Integration of network and experimental pharmacology to decipher the antidiabetic action of Duranta repens L

Abstract

Objective: Duranta repens is reported to contain a wide array of secondary metabolites, including α-amylase and α-glucosidase inhibitors, and - has potent antioxidant activity. The present study evaluated the network pharmacology of D. repens (whole plant) with targets related to diabetes mellitus and assessed its outcome by evaluating the effects of the hydroalcoholic extract of D. repens in streptozotocin-nicotinamide-induced diabetes mellitus in rats.

Methods: Phytoconstituents of D. repens were retrieved from an open-source database and published literature, and their targets were predicted for diabetes mellitus using BindingDB and the therapeutic target database. Protein-protein interaction was predicted using STRING, and pathways involved in diabetes mellitus were identified using the Kyoto Encyclopedia of Genes and Genomes pathway browser. Druglikeness, ADMET profile (absorption, distribution, metabolism, excretion and toxicity) and cytotoxicity of compounds modulating proteins involved in diabetes were predicted using MolSoft, admetSAR2.0 and CLC-Pred, respectively. The interaction network among phytoconstituents, proteins and pathways was constructed using Cytoscape, and the docking study was performed using AutoDock4.0. The hydroalcoholic extract of D. repens was evaluated using streptozotocin-nicotinamide-induced diabetes mellitus animal model for 28 d, followed by an oral glucose tolerance test. At the end of the study, biochemical parameters like glycogen content, hepatic enzymes, antioxidant biomarkers and lipid profiles were quantified. Further, the liver and pancreas were collected for a histopathology study.

Results: Thirty-six different secondary metabolites from D. repens were identified to regulate thirty-one targets involved in diabetes mellitus, in which protein-tyrosine phosphatase 1B (PTP1B) was primarily targeted. Enrichment analysis of modulated proteins identified 12 different pathways in diabetic pathogenesis in which the phosphatidylinositol 3-kinase-protein kinase B (PI3K-Akt) signaling pathway was chiefly regulated. The docking study found that durantanin I possessed the highest binding affinity (-8.9 kcal/mol) with PTP1B. Similarly, ADMET profiling showed that the majority of bioactive constituents from D. repens had higher human intestinal absorptivity and minimal cytotoxicity to normal cell lines, than tumor cell lines. Further, an in vivo animal study reflected the efficacy of the hydroalcoholic extract of D. repens to lower the elevated blood glucose level by stimulating insulin secretion, maintaining pancreatic β cell mass, regulating glycolysis/gluconeogenesis and enhancing the glucose uptake in skeletal muscles.

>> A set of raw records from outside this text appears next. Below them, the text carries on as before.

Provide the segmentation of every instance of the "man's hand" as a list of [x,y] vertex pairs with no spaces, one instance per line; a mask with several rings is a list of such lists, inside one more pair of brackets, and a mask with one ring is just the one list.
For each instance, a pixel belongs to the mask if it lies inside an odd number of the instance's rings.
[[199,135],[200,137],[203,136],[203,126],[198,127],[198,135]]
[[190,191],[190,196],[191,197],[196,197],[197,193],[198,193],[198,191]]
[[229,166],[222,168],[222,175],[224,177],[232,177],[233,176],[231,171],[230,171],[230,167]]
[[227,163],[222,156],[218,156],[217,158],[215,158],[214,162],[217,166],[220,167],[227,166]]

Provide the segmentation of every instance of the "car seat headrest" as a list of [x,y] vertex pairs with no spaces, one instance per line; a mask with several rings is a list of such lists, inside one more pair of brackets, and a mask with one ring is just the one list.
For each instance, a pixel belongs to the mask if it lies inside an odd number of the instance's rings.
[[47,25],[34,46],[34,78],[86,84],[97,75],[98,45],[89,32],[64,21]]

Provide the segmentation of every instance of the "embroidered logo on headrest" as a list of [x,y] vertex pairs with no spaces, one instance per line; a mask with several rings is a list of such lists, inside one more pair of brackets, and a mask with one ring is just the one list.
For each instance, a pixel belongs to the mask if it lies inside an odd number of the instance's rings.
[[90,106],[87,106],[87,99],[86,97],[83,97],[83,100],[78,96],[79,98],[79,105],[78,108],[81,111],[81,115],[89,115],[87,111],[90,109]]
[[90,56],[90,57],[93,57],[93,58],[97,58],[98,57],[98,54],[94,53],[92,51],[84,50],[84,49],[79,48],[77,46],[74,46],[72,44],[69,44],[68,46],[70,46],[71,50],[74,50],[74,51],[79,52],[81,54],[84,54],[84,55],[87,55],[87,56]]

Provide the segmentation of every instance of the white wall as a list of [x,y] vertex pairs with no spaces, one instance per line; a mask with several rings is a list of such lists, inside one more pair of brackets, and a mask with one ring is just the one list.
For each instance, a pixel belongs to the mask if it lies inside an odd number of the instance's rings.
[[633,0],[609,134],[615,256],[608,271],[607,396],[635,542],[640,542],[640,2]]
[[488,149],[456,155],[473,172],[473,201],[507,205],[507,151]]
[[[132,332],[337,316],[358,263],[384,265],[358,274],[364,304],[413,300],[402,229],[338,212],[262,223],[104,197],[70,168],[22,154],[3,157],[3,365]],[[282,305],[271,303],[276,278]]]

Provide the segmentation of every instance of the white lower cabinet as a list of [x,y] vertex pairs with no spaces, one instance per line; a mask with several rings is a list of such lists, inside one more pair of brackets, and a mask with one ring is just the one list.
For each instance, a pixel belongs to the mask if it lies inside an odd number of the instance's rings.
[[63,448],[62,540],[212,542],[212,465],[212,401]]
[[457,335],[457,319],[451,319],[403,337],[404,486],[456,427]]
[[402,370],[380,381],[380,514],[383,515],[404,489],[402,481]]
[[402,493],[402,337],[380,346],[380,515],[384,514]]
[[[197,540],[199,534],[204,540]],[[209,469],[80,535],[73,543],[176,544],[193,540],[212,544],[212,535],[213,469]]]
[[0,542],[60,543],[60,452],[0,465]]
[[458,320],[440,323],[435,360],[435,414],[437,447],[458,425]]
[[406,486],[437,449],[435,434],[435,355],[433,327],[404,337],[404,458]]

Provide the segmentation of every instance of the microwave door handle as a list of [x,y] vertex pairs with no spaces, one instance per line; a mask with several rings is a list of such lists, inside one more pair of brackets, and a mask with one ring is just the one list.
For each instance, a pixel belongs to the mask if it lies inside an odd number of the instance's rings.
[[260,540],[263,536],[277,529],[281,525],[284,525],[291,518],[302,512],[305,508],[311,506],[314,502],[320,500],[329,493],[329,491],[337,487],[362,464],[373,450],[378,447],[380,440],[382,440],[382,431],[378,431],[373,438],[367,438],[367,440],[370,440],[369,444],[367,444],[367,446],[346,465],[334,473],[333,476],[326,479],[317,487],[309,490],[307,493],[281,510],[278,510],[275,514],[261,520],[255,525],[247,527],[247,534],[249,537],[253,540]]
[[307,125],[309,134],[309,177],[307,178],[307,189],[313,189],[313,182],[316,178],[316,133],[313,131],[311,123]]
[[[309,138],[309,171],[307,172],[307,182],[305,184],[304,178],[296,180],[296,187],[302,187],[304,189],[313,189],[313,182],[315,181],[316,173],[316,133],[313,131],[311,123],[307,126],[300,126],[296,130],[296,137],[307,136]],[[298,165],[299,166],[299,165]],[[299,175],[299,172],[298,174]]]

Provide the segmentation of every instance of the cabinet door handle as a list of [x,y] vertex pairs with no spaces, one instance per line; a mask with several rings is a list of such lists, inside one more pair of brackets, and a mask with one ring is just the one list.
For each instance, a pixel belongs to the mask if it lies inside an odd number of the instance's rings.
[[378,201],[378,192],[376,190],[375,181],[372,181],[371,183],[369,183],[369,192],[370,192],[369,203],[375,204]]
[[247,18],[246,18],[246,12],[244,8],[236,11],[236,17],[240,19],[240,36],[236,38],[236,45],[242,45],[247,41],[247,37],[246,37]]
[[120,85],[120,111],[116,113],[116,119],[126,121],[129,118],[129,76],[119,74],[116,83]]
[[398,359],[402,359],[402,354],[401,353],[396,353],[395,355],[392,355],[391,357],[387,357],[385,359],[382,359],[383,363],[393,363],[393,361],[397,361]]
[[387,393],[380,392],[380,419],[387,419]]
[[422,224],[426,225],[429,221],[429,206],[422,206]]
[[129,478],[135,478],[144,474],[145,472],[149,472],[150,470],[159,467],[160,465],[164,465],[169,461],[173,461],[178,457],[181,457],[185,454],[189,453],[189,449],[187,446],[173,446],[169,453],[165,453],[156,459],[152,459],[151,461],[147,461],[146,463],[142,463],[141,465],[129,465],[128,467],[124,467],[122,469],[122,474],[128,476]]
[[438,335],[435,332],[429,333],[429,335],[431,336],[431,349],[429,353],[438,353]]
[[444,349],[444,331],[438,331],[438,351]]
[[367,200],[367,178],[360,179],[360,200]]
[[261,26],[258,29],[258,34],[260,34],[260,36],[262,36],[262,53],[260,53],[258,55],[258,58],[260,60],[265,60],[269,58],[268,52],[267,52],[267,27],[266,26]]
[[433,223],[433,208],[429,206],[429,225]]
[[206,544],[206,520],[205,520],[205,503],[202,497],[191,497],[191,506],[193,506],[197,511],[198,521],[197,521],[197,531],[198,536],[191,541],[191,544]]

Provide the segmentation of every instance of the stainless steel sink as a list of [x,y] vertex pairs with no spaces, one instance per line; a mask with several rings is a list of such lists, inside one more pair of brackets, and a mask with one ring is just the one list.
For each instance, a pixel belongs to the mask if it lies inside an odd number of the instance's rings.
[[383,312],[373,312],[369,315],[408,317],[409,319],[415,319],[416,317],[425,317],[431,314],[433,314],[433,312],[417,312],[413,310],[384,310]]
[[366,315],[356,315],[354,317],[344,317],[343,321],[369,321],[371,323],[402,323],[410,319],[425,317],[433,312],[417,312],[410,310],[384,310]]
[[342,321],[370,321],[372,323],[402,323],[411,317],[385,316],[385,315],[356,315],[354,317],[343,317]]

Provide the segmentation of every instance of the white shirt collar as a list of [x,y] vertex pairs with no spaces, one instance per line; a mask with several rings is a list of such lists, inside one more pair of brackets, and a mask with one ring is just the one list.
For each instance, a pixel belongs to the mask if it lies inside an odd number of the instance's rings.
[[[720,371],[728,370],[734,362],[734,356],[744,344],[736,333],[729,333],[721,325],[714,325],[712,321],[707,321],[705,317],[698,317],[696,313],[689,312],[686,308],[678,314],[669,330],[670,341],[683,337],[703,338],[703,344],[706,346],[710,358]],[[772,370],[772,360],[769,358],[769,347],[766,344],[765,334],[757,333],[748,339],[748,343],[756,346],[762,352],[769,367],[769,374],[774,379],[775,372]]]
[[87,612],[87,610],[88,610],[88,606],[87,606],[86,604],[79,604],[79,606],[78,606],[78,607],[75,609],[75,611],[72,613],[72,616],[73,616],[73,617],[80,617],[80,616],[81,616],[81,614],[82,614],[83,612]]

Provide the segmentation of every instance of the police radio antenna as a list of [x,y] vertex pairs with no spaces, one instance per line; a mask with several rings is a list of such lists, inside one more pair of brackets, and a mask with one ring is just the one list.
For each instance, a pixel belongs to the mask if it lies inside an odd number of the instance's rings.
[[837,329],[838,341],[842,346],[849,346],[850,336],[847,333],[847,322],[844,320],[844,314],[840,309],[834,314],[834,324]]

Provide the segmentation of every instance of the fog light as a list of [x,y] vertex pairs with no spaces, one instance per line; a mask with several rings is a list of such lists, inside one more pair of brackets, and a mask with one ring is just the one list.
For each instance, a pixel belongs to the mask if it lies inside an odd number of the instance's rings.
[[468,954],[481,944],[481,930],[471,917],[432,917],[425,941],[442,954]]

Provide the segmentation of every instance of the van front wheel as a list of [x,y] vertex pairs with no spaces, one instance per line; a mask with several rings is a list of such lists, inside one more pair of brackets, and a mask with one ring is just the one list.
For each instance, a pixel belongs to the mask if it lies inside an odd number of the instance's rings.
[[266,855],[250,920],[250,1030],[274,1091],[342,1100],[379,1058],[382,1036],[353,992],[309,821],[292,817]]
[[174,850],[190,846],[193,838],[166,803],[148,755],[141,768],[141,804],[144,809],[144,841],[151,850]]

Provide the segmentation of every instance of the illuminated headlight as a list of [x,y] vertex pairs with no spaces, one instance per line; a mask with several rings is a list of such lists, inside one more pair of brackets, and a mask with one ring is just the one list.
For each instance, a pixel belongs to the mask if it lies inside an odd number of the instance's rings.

Conclusion: The present study reflected the probable network interaction of bioactive constituents from D. repens, their targets and modulated pathways, which identified the prime regulation of the PI3K-Akt signaling pathway and PTP1B protein. Modulation of PTP1B protein and PI3K-Akt signaling pathway could contribute to enhancing glucose uptake, insulin production and glycolysis and decreasing gluconeogenesis in diabetes, which was evaluated via the experimental study.

Keywords: Diabetes mellitus; Duranta repens; Durantanin I; Network pharmacology; Phosphatidylinositol 3-kinase-protein kinase B signaling pathway; Protein-tyrosine phosphatase 1B.